What is “Divestiture Modeling”?
A divestiture is the sale of a segment, division, or asset of a company to another company. This term is most commonly used in the context of selling a non-core business unit (or a non-core part of the business) and it is the opposite of an acquisition. The process of divestiture modeling, a form of financial modeling, involves the building of a pro forma model that shows the impact on the valuation of the divestiture. It shows the accretion/dilution of key per-share metrics. An active divestiture program is increasingly critical for businesses keen to unlock value and enhance shareholder returns.
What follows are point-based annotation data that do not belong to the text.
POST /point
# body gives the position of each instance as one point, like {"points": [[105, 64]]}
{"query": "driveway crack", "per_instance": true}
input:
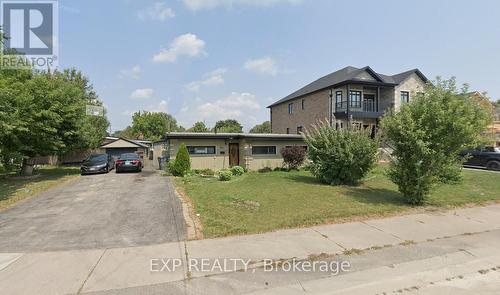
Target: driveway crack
{"points": [[91, 271]]}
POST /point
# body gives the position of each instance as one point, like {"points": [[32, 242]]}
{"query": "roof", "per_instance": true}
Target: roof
{"points": [[350, 75], [256, 136], [134, 142]]}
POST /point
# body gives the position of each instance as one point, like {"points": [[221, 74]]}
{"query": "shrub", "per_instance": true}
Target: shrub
{"points": [[225, 175], [237, 170], [205, 172], [182, 163], [265, 170], [427, 136], [340, 156], [293, 156]]}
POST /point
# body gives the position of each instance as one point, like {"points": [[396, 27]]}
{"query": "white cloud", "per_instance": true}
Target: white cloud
{"points": [[213, 78], [158, 12], [265, 65], [142, 93], [161, 106], [187, 45], [243, 107], [134, 73], [209, 4]]}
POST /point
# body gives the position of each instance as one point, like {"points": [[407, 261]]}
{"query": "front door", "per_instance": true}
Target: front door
{"points": [[234, 154]]}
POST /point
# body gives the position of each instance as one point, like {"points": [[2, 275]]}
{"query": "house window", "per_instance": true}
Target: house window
{"points": [[355, 98], [263, 150], [338, 98], [201, 150], [302, 146], [405, 96]]}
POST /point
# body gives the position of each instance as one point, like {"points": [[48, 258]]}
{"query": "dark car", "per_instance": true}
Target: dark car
{"points": [[484, 157], [129, 162], [99, 163]]}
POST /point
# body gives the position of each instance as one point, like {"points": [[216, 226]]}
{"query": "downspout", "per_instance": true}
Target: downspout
{"points": [[330, 109], [348, 95]]}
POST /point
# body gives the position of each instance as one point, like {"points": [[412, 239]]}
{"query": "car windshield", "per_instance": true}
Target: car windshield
{"points": [[129, 157], [97, 158], [491, 149]]}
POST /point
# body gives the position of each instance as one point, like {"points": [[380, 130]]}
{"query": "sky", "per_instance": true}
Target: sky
{"points": [[207, 60]]}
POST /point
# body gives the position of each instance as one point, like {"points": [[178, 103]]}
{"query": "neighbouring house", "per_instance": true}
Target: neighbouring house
{"points": [[218, 151], [360, 96]]}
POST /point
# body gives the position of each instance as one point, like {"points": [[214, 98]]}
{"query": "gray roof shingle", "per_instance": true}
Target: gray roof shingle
{"points": [[348, 74]]}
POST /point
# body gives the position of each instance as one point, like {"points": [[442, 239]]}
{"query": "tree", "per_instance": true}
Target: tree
{"points": [[46, 114], [262, 128], [152, 125], [228, 126], [340, 156], [199, 127], [427, 136]]}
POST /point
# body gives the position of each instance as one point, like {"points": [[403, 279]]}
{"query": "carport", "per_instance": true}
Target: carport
{"points": [[123, 145]]}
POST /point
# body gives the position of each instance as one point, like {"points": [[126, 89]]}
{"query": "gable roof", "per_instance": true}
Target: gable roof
{"points": [[350, 74], [133, 142]]}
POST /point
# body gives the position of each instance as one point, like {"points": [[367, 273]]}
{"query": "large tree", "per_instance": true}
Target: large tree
{"points": [[262, 128], [427, 136], [153, 125], [45, 114], [199, 127], [228, 126]]}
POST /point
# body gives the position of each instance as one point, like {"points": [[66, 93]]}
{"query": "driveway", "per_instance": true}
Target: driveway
{"points": [[96, 211]]}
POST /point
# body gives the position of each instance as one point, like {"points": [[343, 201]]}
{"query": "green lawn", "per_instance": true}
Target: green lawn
{"points": [[14, 189], [260, 202]]}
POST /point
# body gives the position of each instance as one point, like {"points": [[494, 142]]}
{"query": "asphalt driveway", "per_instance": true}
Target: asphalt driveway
{"points": [[96, 211]]}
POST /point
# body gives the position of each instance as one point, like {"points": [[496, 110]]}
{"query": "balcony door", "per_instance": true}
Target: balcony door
{"points": [[369, 103]]}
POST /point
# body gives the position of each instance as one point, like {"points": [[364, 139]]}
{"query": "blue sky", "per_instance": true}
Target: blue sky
{"points": [[205, 60]]}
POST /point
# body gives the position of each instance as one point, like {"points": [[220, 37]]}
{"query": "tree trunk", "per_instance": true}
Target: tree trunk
{"points": [[27, 168]]}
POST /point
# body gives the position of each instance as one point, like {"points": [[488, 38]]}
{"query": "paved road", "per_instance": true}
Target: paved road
{"points": [[97, 211]]}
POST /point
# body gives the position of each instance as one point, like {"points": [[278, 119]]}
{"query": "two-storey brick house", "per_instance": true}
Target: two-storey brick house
{"points": [[361, 95]]}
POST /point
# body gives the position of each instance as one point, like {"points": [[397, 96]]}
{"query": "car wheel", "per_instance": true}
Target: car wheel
{"points": [[493, 165]]}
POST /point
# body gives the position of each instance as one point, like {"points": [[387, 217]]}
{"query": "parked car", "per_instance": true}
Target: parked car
{"points": [[129, 162], [484, 157], [98, 163]]}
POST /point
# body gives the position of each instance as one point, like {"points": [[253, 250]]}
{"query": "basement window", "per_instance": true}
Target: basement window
{"points": [[263, 150]]}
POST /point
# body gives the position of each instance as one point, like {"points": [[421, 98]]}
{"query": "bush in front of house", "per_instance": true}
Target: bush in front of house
{"points": [[182, 163], [225, 175], [427, 136], [340, 156], [265, 170], [293, 156], [204, 172], [237, 170]]}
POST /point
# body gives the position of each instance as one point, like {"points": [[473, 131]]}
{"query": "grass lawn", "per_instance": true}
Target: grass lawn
{"points": [[260, 202], [14, 189]]}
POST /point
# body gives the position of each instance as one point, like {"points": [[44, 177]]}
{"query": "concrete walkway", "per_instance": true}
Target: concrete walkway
{"points": [[414, 250]]}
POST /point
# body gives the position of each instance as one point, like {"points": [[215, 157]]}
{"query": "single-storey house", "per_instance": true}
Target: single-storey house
{"points": [[218, 151]]}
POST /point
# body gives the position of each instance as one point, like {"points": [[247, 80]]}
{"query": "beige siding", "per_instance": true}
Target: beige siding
{"points": [[316, 108], [221, 158], [412, 84]]}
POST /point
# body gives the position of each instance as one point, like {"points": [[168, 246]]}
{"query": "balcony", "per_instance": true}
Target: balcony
{"points": [[363, 106], [358, 109]]}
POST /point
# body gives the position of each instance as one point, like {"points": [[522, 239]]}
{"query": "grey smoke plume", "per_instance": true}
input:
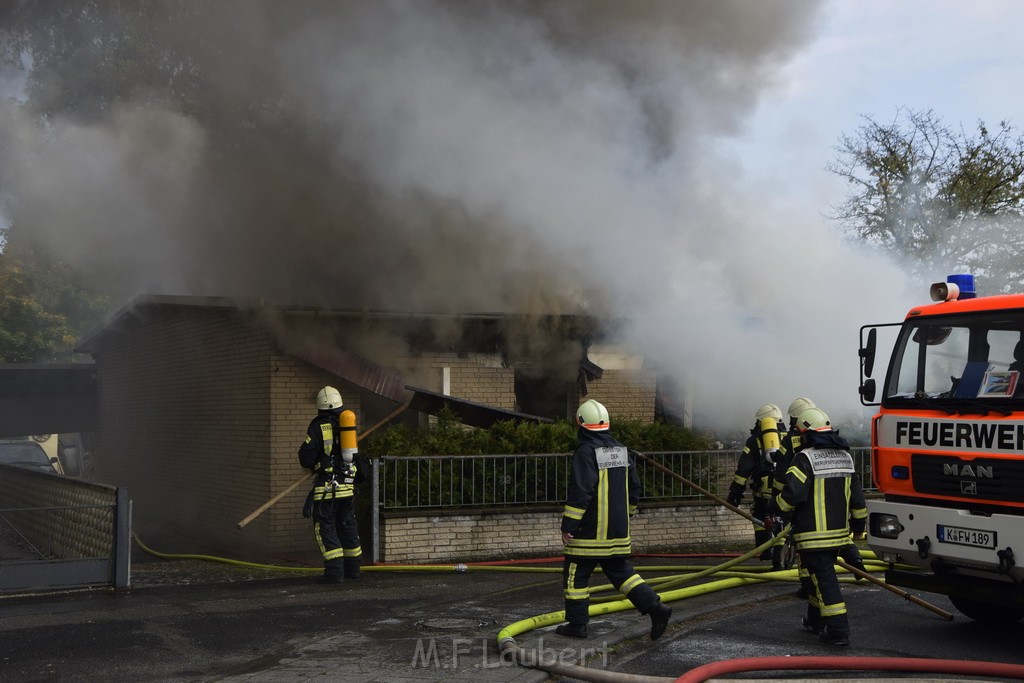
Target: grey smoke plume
{"points": [[464, 157]]}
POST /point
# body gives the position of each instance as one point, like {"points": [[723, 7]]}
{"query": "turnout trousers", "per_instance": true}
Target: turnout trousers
{"points": [[337, 537], [824, 603], [619, 569]]}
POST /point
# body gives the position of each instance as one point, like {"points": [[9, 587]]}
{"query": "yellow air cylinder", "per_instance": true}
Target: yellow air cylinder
{"points": [[769, 434], [346, 422]]}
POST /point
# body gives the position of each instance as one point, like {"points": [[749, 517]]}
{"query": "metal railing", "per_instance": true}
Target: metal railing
{"points": [[57, 531], [454, 481]]}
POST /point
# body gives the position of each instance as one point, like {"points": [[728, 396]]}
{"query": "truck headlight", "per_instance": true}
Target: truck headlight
{"points": [[885, 525]]}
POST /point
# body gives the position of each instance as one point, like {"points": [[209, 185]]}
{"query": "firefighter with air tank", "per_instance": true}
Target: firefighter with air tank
{"points": [[791, 443], [755, 469], [330, 451], [603, 493], [822, 496]]}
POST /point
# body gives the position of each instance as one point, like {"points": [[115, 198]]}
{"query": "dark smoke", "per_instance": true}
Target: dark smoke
{"points": [[526, 157]]}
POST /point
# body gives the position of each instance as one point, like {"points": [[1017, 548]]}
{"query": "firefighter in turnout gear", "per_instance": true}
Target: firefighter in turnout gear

Broadly speaking, there are four types of divestitures for the purposes of modeling: a cash sale, a carve-out IPO (minority stake), a spin-off (new entity is created – shareholders get shares of both the parent and subsidiary), and a split-off (shareholders exchange parent shares for subsidiary shares). We will look at each of these in more detail.
Key Learning Points
- Divestiture modeling looks at the impact of a sale or spin-off (divestiture) on the underlying company
- It requires building a pro forma financial model looking at the impact of the divestiture on operations and valuation
- Usually, a divestiture is a non-core part of the business and the financial modeling should show the benefits of disposing of this part of the company
Divestiture Modeling – Introduction
Divestiture modeling involves taking the current group consolidated financials and converting them so that the divested business is no longer included. If we had a company with a divestiture, an analyst would split the current reported accounts into two sets of financials – one excluding the subsidiary and the other representing the subsidiary entity.
There are several types of divestiture, and the modeling process can vary according to the type of sale. The accounting treatments will differ for divestiture options i.e. the accounting treatment will differ for various subsidiary options, be they private sale, IPO, or spin-off with or without carving out. It is also possible to assess the post-tax return generated by the use of proceeds vs. ROE (Return on Equity) sold.
If part of a company was to be split out and listed (via an IPO), it would not have a separate subsidiary. Instead, the group would now include a non-controlling interest – to represent a group of new external shareholders.
Divestiture Model Example (Deconsolidation of a Subsidiary – Private Sale)
Divestiture modeling is best illustrated through an example. We will use a technology company (United Technologies) divesting a subsidiary – Sikorsky Aircraft – which has been sold to another company. This example shows the accounting for the initial deconsolidation. We also adjust the United Technologies balance sheet and income statement for the previous year (2014) to show the impact of the sale for comparable purposes.
In the table below, we have some information regarding the sale. It provides the sale price (US$9,083m), confirms that the sale proceeds are all in cash and that the use of proceeds will be used for a share buyback. We also have some details of the share buy-back program and the capital gains tax implications.
Below we can see the United Technologies balance sheet. It is showing both the Group balance sheet (in column C) and the standalone subsidiary, Sikorsky Aircraft (in column D). This workout also calculates the Group balance sheet excluding Sikorsky Aircraft (in column I).
Step 1: Setting up new financial statements
Once we have acquired the details of the subsidiary financials we can start to strip them out of the consolidated balance sheet to show a balance sheet for United Technologies excluding its subsidiary. All the subtotals need to be added up vertically. These calculations have to be set up before we put up all the adjustments. Please note that this process links to ‘adjustment’ columns not directly to the subsidiary financials, as this will be useful for later on. We have come up with our template of United which is ready to exclude the sold subsidiary, Sikorsky.
Step 2: Adjustments
The next step is to correctly identify which adjustments need to be made to strip out the now-sold subsidiary. In effect, this is the line-by-line process of de-consolidating Sikorsky. For example, in the third column of the balance sheet (Adjustments) we subtract out all the cash (-US$75m) of Sikorsky’s. We need to make the same adjustments all the way down the balance sheet to strip the figures out from the United Group.
The one item where we don’t make adjustments is Equity (refer to the table below). Divestiture modeling does not consolidate equity, therefore, we don’t have to deconsolidate the subsidiary’s equity either.
To conclude, we have successfully deconsolidated Sikorsky Airlines from the group United Technology balance sheet. To check the process is complete let us go to the bottom of the final column. There you should have an unbalance by US$2,723m (which it is) which is consistent with the equity-linked to Sikorsky Airlines.